Lew Wilcox and Bobby Rohrbach Jr. met in the summer of 1962, riding their bikes together in a small southern Ohio town.

These days, every Saturday, one picks the other up and they go out for breakfast, run errands, and talk about families, home repairs and how the world is changing. If one can’t remember a place or name, the other can fill in because they so often lived the same story. They didn’t outgrow the other or leave the other behind and still live within about five miles of their childhood homes. “I have a lot of friends but there’s something special about our friendship,” says Lew, 75, of his friend, Bobby, 73.

Yet as important as they are, people have fewer close friendships than they once did. Forty-percent of Americans say they don’t have a best friend at all, up from 25% in 1990. The best-friend gap is more pronounced for men, who typically have fewer close friends than women do. The percentage of men without any close friends jumped fivefold to 15% in 2021 from 3% in 1990, according to the May 2021 American Perspectives Survey.

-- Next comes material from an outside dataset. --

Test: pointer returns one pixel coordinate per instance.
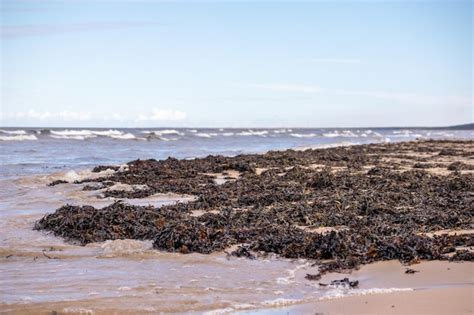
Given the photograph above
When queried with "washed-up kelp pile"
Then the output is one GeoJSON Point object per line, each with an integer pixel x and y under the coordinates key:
{"type": "Point", "coordinates": [341, 206]}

Michael Addis, director of the Research Group on Men’s Well-Being, says, “We were taught for generations to focus on work, family, and productivity. Don’t share what is really going on inside with other men.”

Time together deepens bonds. Becoming a best friend takes 300 hours of togetherness, one study reported. Those fortunate enough to have friends through the decades develop a common history that fresh friendships often don’t.